What tests are used to diagnose a labral tear?

FADIR test (Flexion, Adduction, Internal Rotation): Moves the hip into a position that often catches the torn labrum and reproduces pain.

FABER test (Flexion, Abduction, External Rotation): Can also stress the labrum and reproduce pain.

How long does a labral tear take to heal?

Mild tears with conservative management (exercise and therapy) can feel much better in 6 to 12 weeks. Surgical recovery after arthroscopic labral repair usually takes 3 to 6 months. Return to full sport can take up to 9 months after surgery, depending on severity and rehab progress.

How does a labral tear happen?

  • Repetitive twisting or pivoting movements
  • Sudden trauma
  • Hip abnormalities like FAI
  • Hypermobile joints
  • Previous hip injuries
  • Poor hip strength or control, leading to joint instability

What treatment can help a labral tear?

  • Manual therapy (joint mobilisation, massage, dry needling for surrounding tightness)
  • Exercise rehabilitation
  • Activity modification
  • Hip stability retraining

What exercises or stretches can I do for a labral tear?

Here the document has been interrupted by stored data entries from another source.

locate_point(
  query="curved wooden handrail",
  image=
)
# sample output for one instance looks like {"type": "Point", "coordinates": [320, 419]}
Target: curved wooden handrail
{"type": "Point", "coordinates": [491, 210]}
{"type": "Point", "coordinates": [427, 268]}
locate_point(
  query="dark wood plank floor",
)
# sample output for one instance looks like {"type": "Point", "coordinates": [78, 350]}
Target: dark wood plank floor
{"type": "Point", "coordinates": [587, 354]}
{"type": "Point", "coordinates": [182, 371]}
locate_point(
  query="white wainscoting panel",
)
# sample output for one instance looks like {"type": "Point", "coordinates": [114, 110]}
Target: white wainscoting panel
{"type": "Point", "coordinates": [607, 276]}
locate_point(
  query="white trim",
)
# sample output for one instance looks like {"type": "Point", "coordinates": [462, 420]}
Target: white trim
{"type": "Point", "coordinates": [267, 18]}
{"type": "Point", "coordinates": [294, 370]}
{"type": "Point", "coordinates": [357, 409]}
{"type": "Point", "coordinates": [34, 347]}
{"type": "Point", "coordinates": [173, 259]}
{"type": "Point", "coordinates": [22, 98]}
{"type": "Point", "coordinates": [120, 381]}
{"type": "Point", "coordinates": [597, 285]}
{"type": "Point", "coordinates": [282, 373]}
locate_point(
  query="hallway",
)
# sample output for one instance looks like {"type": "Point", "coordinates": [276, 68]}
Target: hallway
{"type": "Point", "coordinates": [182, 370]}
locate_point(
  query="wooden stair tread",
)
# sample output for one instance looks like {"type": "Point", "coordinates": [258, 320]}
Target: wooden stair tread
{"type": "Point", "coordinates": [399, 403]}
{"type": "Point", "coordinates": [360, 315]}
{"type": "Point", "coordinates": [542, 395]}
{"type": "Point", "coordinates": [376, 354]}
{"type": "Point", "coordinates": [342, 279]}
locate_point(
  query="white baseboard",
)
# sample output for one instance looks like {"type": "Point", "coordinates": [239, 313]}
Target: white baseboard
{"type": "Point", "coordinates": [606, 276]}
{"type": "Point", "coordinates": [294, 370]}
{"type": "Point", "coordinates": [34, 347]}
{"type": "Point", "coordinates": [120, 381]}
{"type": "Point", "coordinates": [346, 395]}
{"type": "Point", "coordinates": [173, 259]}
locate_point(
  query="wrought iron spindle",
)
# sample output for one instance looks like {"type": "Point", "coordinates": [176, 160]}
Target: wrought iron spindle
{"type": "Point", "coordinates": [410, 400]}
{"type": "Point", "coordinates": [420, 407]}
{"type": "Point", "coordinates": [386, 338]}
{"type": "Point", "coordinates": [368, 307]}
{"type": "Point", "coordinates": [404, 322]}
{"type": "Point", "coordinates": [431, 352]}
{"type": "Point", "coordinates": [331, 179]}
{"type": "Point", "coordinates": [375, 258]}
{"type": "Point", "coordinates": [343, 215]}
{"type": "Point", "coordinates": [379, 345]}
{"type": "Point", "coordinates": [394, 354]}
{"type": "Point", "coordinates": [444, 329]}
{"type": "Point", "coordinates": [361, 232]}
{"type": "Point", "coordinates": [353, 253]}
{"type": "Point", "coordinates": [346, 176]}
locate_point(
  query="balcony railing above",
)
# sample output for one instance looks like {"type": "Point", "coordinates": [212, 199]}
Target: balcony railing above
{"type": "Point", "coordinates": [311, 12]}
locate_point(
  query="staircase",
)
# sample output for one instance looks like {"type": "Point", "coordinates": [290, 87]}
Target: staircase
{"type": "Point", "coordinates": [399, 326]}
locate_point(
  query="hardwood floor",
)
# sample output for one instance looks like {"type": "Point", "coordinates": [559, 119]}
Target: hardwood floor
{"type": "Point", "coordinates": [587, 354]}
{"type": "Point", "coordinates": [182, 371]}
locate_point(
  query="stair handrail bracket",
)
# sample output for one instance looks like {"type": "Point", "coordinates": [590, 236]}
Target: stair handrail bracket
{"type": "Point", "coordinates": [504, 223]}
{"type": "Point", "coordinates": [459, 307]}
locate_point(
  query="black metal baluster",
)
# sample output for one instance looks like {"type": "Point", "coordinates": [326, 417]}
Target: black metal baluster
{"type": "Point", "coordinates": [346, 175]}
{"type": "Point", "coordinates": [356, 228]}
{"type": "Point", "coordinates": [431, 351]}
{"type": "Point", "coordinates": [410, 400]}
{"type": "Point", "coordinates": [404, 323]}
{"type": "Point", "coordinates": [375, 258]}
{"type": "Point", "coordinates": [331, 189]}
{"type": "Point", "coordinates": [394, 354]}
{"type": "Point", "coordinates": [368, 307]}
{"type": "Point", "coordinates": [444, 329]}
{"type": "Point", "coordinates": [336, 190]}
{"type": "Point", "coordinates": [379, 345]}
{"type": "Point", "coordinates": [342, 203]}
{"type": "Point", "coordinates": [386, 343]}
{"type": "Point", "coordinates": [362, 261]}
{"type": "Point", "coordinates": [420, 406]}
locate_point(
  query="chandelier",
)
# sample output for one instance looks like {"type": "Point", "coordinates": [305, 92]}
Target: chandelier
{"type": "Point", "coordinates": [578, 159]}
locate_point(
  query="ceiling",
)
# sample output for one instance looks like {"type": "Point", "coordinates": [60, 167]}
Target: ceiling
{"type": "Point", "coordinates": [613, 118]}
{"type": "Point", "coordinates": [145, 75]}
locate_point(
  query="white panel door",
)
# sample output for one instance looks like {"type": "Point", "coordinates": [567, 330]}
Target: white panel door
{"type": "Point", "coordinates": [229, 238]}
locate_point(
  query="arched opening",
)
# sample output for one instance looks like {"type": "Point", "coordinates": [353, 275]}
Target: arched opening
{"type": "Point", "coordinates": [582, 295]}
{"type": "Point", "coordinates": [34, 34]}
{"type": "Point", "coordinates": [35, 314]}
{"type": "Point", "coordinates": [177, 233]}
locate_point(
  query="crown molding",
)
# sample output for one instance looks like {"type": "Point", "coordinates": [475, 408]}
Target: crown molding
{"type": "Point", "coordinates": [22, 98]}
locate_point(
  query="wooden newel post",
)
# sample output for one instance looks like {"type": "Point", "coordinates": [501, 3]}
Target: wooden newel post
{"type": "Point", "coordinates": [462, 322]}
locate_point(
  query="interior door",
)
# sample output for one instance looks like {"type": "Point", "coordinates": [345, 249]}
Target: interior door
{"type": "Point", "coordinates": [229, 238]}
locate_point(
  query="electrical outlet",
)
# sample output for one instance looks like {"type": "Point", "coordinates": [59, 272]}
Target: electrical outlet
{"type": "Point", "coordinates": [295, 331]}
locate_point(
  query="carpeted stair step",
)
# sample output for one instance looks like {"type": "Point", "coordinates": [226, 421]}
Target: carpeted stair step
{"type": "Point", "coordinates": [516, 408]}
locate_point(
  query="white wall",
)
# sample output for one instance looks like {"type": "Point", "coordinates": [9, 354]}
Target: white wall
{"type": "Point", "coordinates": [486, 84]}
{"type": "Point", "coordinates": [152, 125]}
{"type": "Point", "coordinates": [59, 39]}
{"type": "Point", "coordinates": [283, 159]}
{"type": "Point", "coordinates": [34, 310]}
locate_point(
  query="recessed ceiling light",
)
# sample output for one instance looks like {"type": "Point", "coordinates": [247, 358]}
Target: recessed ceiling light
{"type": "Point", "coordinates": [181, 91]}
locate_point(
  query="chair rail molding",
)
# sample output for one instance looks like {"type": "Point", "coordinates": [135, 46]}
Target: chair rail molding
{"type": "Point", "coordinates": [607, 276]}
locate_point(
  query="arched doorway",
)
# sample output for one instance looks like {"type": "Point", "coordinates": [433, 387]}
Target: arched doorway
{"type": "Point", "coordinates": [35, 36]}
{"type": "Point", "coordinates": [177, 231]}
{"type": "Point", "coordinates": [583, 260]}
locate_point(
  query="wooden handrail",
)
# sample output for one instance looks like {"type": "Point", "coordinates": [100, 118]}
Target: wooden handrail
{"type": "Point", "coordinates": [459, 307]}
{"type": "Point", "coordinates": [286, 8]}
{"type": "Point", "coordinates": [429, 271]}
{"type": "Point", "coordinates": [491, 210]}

  • Glute and core strengthening (bridges, clamshells)
  • Hip mobility drills
  • Balance and stability exercises
  • Gentle range of motion exercises

What products can help with a labral tear?

Bridging

Lie on your back with your knees bent and your feet flat on the floor.
Tighten your buttock muscles and lift your hips up off the floor.
Make sure you keep your hips up and level throughout the movement.
Slowly lower your buttocks and hips back down, and repeat the exercise.

Single leg balance

Stand with your legs straight at shoulder width apart.
Now lean slightly to the side and at the same time bend your opposite knee.
You can make this more difficult by bending further but only within the limits of your mobility.

Squats

Squatting helps to strengthen the quadriceps muscle that is very important for many daily activities such as sitting down and standing up from a chair, walking, and climbing stairs.
Stand upright with a chair behind you, and your arms out in front of you for balance.
Bend your knees, pushing your hips back behind you and leaning your body forwards, as though you are about to sit on the chair.
Come as close as you can to the chair without actually sitting on it and make sure that you do not feel unbalanced.
Be careful to keep your legs away from the back of the chair, so they don’t press against it.
Stand back up, squeezing your buttock muscles to help with the movement.
Repeat the exercise, making sure you keep your back straight throughout.

Isometric wall sit

Additional instructions:
Feet wider than normal with toes pointed out. Drop into squat. Pressure through the inside heel, toes off ground. Head and shoulders back against the wall and imagine you are pushing the wall over. Hold for 2 mins.

Instructions:
Stand up straight with a wall positioned behind you.
Lean your back and buttocks against the wall, then walk your feet forward.
Slide down the wall until you reach a 90 degree angle at your hips and knees.
Ensure your back and buttocks remain in contact with the wall.
Hold this position.

Plank

Lie on your front with your toes on the floor.
Place your forearms on the floor and push up, lifting your torso and legs.
Hold a straight line from your shoulders to your feet for as long as you can, preventing the back from sagging.
Keep your buttocks squeezed and your hips level.
You will feel the core muscles working.